After the Roman victory, the balance of naval power in the Western Mediterranean had shifted from Carthage to Rome. This ensured Carthaginian acquiescence to the conquest of Sardinia and Corsica, and also enabled Rome to deal decisively with the threat posed by the Illyrian pirates in the Adriatic. The Illyrian Wars marked Rome's first involvement with the affairs of the Balkan peninsula. Initially, in 229 BC, a fleet of 200 warships was sent against Queen Teuta, and swiftly expelled the Illyrian garrisons from the Greek coastal cities of modern-day Albania. Ten years later, the Romans sent another expedition in the area against Demetrius of Pharos, who had rebuilt the Illyrian navy and engaged in piracy up into the Aegean. Demetrius was supported by Philip V of Macedon, who had grown anxious at the expansion of Roman power in Illyria. The Romans were again quickly victorious and expanded their Illyrian protectorate, but the beginning of the Second Punic War forced them to divert their resources westwards for the next decades.

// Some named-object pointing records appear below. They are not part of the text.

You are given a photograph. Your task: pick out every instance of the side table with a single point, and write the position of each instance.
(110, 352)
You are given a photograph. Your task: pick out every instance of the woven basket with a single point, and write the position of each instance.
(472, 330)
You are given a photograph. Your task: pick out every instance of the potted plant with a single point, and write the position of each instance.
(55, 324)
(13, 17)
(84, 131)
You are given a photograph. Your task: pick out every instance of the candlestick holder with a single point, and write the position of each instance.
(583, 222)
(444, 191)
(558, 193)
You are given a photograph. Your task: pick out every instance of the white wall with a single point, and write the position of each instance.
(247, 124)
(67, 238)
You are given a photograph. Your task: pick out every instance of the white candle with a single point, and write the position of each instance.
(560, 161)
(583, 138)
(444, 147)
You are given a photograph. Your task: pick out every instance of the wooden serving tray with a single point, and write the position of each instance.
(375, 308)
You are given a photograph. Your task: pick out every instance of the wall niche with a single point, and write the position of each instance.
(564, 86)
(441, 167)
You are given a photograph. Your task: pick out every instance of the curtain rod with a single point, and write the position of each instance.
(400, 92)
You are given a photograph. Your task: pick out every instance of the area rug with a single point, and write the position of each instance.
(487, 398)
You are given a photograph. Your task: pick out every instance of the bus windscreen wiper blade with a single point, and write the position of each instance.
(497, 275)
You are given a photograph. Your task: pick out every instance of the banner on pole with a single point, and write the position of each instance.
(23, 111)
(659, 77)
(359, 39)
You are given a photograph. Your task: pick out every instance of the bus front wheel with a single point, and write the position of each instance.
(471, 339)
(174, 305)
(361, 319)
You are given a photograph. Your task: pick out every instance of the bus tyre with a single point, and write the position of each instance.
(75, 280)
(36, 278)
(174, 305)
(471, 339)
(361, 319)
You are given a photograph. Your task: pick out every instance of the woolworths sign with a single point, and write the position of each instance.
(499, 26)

Due to Rome's command of the seas, Hannibal, Carthage's great general, was forced to eschew a sea-borne invasion, instead choosing to bring the war over land to the Italian peninsula. Unlike the first war, the navy played little role on either side in this war. The only naval encounters occurred in the first years of the war, at Lilybaeum and the Ebro River, both resulting Roman victories. Despite an overall numerical parity, for the remainder of the war the Carthaginians did not seriously challenge Roman supremacy. The Roman fleet was hence engaged primarily with raiding the shores of Africa and guarding Italy, a task which included the interception of Carthaginian convoys of supplies and reinforcements for Hannibal's army, as well as keeping an eye on a potential intervention by Carthage's ally, Philip V. The only major action in which the Roman fleet was involved was the siege of Syracuse in 214–212 BC with 130 ships under Marcus Claudius Marcellus. The siege is remembered for the ingenious inventions of Archimedes, such as mirrors that burned ships or the so-called "Claw of Archimedes", which kept the besieging army at bay for two years. A fleet of 160 vessels was assembled to support Scipio Africanus' army in Africa in 202 BC, and, should his expedition fail, evacuate his men. In the event, Scipio achieved a decisive victory at Zama, and the subsequent peace stripped Carthage of its fleet.